W październiku 2020 roku - po 15-miesięcznej przerwie - Mamed Chalidow wrócił do oktagonu. Stoczył rewanżową walkę ze Scottem Askhamem i po 36 sekundach wygrał ją przez nokaut. To był powrót w wielkim stylu. Jednocześnie Chalidow odzyskał pas mistrza KSW w wadze średniej.

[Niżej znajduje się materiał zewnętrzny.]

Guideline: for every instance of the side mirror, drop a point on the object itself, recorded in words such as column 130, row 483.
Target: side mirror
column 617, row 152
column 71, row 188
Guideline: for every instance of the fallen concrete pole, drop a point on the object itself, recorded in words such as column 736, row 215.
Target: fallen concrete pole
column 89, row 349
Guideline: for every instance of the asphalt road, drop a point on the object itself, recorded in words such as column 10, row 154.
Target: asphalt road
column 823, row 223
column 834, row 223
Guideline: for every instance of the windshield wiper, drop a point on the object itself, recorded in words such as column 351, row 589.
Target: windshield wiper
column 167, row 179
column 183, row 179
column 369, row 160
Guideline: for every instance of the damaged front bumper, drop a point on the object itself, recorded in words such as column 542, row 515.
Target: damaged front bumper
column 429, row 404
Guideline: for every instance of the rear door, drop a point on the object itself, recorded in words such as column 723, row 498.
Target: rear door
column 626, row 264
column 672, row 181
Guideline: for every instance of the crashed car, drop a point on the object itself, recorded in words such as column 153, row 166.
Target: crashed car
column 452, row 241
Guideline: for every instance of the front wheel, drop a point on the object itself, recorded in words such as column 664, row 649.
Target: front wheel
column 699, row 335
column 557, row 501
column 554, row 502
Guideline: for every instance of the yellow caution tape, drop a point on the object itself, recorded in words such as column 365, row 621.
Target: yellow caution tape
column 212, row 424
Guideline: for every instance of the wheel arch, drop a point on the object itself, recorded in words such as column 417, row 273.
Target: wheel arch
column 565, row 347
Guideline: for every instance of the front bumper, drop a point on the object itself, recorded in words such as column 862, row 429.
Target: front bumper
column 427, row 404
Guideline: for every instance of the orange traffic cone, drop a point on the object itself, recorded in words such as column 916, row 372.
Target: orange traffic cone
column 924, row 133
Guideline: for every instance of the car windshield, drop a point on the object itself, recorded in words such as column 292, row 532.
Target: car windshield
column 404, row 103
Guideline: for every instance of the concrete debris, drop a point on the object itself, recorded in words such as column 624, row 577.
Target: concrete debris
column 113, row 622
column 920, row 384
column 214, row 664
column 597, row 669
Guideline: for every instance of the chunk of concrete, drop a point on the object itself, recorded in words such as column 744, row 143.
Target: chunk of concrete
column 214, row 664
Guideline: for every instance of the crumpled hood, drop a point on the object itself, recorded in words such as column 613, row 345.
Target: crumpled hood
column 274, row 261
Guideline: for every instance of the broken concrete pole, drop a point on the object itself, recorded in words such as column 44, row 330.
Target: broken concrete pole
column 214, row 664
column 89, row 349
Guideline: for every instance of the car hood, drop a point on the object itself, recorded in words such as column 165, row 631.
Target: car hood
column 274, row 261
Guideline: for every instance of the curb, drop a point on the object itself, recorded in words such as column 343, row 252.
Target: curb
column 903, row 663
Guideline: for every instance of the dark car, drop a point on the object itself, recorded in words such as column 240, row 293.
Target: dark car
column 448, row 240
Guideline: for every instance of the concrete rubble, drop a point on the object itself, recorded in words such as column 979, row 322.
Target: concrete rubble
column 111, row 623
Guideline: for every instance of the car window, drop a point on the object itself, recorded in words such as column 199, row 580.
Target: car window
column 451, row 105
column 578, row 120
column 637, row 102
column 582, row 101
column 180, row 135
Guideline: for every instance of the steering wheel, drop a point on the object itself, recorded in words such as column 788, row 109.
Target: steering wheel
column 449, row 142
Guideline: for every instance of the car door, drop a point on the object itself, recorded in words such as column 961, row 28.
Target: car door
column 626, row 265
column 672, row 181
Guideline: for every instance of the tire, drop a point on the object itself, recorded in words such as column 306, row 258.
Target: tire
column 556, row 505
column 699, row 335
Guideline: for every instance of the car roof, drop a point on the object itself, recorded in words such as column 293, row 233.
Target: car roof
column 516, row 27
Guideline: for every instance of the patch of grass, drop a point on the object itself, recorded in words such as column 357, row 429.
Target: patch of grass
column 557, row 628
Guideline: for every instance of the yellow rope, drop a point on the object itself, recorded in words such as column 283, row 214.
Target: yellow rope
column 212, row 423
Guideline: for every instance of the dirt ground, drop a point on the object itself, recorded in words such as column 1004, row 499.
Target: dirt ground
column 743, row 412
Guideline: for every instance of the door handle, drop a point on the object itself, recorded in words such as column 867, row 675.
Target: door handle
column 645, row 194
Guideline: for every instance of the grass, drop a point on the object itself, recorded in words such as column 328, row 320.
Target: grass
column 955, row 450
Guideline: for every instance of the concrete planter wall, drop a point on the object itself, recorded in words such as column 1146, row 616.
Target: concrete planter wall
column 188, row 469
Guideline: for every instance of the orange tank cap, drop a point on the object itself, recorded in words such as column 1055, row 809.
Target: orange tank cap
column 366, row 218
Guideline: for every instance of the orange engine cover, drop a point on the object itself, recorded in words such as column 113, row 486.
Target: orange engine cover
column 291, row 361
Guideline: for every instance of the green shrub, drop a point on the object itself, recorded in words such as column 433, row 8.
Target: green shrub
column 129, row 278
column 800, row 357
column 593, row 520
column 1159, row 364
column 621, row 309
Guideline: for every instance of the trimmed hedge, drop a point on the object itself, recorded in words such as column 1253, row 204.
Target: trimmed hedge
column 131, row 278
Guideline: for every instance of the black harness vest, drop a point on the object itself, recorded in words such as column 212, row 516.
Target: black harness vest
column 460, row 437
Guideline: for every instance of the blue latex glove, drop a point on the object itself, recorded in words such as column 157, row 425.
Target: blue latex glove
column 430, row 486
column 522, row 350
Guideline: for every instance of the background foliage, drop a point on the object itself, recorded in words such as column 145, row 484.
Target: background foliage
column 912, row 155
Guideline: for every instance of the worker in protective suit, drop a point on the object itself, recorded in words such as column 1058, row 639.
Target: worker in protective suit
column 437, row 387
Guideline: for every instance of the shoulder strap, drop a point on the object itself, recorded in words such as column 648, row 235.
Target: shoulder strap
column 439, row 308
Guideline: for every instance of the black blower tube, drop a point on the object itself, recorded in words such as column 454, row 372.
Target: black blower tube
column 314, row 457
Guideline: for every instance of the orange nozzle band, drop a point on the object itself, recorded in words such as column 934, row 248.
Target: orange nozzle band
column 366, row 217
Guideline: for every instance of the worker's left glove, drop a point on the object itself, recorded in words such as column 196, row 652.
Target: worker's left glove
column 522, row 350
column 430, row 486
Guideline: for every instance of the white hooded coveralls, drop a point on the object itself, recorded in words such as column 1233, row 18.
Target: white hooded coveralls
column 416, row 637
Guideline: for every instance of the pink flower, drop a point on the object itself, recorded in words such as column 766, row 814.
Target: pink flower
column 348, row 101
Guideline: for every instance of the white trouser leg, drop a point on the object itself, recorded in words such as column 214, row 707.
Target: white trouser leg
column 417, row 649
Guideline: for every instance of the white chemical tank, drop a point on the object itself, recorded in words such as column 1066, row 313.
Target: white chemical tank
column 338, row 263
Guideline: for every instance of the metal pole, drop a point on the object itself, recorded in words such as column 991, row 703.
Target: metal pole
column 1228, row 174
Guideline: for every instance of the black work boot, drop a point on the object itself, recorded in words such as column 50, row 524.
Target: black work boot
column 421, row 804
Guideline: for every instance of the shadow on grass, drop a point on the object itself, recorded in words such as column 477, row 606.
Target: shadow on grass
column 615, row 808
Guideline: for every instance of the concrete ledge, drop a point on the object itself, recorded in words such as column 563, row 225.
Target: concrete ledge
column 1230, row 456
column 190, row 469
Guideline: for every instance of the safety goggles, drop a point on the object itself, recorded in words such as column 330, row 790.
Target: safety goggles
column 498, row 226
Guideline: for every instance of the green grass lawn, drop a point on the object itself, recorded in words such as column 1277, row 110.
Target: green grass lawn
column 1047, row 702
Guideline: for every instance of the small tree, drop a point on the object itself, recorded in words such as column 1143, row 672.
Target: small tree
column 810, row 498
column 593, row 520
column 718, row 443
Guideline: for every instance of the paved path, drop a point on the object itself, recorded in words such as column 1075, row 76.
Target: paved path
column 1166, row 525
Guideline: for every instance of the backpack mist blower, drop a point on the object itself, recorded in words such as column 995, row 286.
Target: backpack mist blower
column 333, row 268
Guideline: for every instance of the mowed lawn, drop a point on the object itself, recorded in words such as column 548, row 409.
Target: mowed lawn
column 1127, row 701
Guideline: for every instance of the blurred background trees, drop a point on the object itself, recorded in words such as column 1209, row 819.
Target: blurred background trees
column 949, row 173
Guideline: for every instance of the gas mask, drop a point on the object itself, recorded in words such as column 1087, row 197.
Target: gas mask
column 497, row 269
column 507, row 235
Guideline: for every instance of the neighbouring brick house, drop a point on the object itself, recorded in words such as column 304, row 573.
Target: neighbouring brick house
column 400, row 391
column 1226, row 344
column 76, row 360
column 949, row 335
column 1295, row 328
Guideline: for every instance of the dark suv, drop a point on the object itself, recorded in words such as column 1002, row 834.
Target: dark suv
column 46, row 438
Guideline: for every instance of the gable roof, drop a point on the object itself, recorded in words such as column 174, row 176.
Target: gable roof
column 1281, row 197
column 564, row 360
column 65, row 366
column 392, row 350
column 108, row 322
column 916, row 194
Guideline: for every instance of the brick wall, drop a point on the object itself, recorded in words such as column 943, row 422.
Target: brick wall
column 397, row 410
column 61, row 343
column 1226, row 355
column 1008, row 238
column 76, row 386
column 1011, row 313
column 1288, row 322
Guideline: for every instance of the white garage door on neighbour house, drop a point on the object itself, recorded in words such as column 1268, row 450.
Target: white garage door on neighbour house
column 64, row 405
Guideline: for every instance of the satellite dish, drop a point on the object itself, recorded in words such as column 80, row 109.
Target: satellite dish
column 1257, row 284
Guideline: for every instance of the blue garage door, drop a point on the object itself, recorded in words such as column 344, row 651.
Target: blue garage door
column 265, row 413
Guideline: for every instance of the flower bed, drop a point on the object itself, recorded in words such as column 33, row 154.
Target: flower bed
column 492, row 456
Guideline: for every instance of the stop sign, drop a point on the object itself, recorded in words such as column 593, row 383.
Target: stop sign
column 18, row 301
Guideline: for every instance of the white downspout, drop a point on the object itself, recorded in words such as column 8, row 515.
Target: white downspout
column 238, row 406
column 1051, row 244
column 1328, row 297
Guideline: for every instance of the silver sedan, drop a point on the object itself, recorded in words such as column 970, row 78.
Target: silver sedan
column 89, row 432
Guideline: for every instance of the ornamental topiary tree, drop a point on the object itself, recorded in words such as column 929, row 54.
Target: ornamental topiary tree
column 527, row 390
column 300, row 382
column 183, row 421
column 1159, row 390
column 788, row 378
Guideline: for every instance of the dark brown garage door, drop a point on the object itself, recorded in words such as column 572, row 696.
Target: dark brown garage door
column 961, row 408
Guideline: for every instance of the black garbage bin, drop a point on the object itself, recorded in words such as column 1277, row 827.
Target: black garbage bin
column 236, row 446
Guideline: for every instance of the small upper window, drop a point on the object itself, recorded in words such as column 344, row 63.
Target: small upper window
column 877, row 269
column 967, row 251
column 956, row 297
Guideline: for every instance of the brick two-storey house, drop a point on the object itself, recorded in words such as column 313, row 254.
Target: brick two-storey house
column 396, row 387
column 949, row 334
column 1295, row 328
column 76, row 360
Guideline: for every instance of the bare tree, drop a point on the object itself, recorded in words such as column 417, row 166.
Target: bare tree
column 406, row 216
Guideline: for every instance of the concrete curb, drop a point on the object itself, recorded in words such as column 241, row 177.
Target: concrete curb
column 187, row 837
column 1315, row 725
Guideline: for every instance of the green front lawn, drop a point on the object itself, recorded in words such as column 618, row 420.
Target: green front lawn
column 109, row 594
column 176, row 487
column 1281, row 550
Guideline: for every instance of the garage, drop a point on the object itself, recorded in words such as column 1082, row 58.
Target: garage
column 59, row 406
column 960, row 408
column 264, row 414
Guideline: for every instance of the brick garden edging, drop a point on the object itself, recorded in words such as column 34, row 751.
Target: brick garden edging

Teraz wojownik MMA czeka na szczegóły dotyczące obrony tytułu. Sam stawia przed sobą wysokie aspiracje. Nie ukrywa, że chciałby zmierzyć się z legendą MMA, Andersonem Silvą. Brazylijczyk stracił niedawno kontrakt w UFC. - To byłoby spełnienie moich marzeń - powiedział Chalidow w programie "Koloseum" emitowanym na antenie Polsatu Sport.
Droga do organizacji walki jest jeszcze daleka. Nieznane są wymagania finansowe Brazylijczyka. Jednak z tego co powiedział w programie dziennikarz Polsatu Sport Dominik Durniat, władze KSW już wysłały do otoczenia Silvy pierwsze zapytanie. - Powoli karty się układają - przyznał.
ZOBACZ WIDEO: #dziejesiewsporcie: tego talentu Chalidowa nie znaliśmy. Co za umiejętności!
Jeśli doszłoby do pojedynku Silva - Chalidow, byłaby to największa walka w historii KSW. Obaj wojownicy nazywani są wirtuozami mieszanych sztuk walki. 45-letni Silva to legenda MMA. W swojej karierze stoczył 45 pojedynków, z czego wygrał 34. Jednak przez ostatnie blisko osiem lat tylko jeden jego pojedynek zakończył się wygraną.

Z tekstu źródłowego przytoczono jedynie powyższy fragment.